3G-Regelung wird als "Erschwernis" wahrgenommen

"Wir sind gut gebucht", erklärt Ricarda Becker, Stellvertretende Direktorin "Hotel Therme Teinach", die die 3G-Regelung als "Erschwernis" bezeichnet, aber durchaus über eine positive Stimmung vom "Urlaub im Ländle" berichtet. Aber gerade in Corona-Zeiten seien die Auswirkungen der Krise prekär. Neben finanziellen Ausfällen habe sich der Nachwuchs- und Fachkräftemangel dramatisch verstärkt.

"Uns fehlt Planungssicherheit in der weiteren Corona-Politik", so Becker, die Lösungen von der Politik fordert, um dem Personalmangel entgegenzuwirken und zudem für die weitere Entfristung der Mehrwertsteuer kämpft. Nach dem Shut-Down kam der Ansturm der Gäste, die die Heimat für sich neu entdeckten.

"Bedingt durch die Schließungen davor gab es eine dramatische Verstärkung des Fachkräftemangels", berichtet Joachim Schönborn, stellvertretender Hauptgeschäftsführer des Hotel- und Gaststättenverbandes Dehoga Baden-Württemberg, der die Aussage von Rolf Berlin bestätigt, dass der Markt an Mitarbeitern gänzlich abgegriffen ist.

"Der Einzelhandel hatte durch Corona eine stärkere Nachfrage als zuvor und hat dem Gastronomie- und Hotelgewerbe wichtige Mitarbeiter entzogen, die statt Kurzarbeit eine feste Anstellung suchten." Schönborn, der darüber hinaus den Fachkräfte- und Nachwuchsmangel einem gesellschaftlichen Imageproblem zuschreibt, betont die sicheren Arbeitsplätze und kann nicht verstehen, warum "ein Student im Status höher als ein Auszubildender steht".

Für Michal König, selbst Unternehmer und FDP-Bundestagskandidat für den Wahlkreis Calw/Freudenstadt, ein wichtiges Thema, das nicht von der Hand zu weisen sei.
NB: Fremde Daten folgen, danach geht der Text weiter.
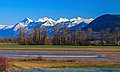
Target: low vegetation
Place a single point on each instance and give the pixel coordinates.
(4, 64)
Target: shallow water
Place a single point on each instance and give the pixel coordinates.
(49, 55)
(25, 55)
(71, 70)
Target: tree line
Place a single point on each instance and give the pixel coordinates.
(68, 37)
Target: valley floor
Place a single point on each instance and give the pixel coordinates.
(111, 57)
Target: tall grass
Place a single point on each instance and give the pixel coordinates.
(4, 64)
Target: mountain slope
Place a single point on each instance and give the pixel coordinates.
(43, 23)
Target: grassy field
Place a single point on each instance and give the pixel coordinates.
(108, 51)
(14, 46)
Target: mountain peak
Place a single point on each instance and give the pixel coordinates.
(44, 19)
(62, 20)
(27, 20)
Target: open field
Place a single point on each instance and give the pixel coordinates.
(63, 63)
(17, 46)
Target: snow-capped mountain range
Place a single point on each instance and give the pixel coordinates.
(42, 23)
Als wichtige Arbeitgeber will er die Hotellerie und Gastronomie im Nordschwarzwald unterstützen und sich dafür einsetzten, um die nach Aussage von Claudia Dürr, Inhaberin Hotel Rössle in Altensteig-Berneck und Vorsitzende der Dehoga-Frauen, "tollen Ausbildungsberufe mit vielen Möglichkeiten und Chancen" wieder in den Vordergrund zu stellen.

Entfristung der Mehrwertsteuer wird begrüßt

"Wir müssen durch ordentliche Schulen, gute Bildung digitale Infrastruktur dafür sorgen, dass die Gastronomie auch weiterhin ein attraktiver Arbeitgeber bleibt", erklärt Erik Schweickert. Als Vorsitzender des Wirtschaftsausschusses im Landtag von Baden-Württemberg und Sprecher der FDP-Fraktion für Mittelstand, Handwerk und Tourismus beton er: "Die Gastronomie hat genug gelitten." Seines Erachtens müsse die Politik alles dafür tun, dass ein weiterer Lockdown ausgeschlossen wird. "Wir müssen dafür sorgen, dass die Rahmenbedingungen so sind, dass die Gäste weiterhin gerne kommen und deswegen müssen wir mit wenig Bürokratie und mit gutem Beispiel voran gehen, dass Gastronomie und Hotellerie im Schwarzwald eine Zukunft hat." Eine Aussage, die Joachim Schönborn mit wohlwollendem Kopfnicken bestätigt und die Entfristung der Mehrwertsteuer als "bestes Konjunkturprogramm" anführt, das die Politik der Gastronomie und Hotellerie geben könnte.

"Wir würden gerne langfristig die Mehrwertsteuer auf dem halbiertem Mehrwertsteuersatz behalten wollen und auch auf die Getränke ausdehnen", so seine Anregungen an die Politik. Damit betont er die "Herzensangelegenheit" aller Beteiligten, die auch Wolfgang Frey, Vorsitzender des Dehoga-Ortsverbandes Enzklösterle als "vernünftige Rahmenbedingung begrüßt."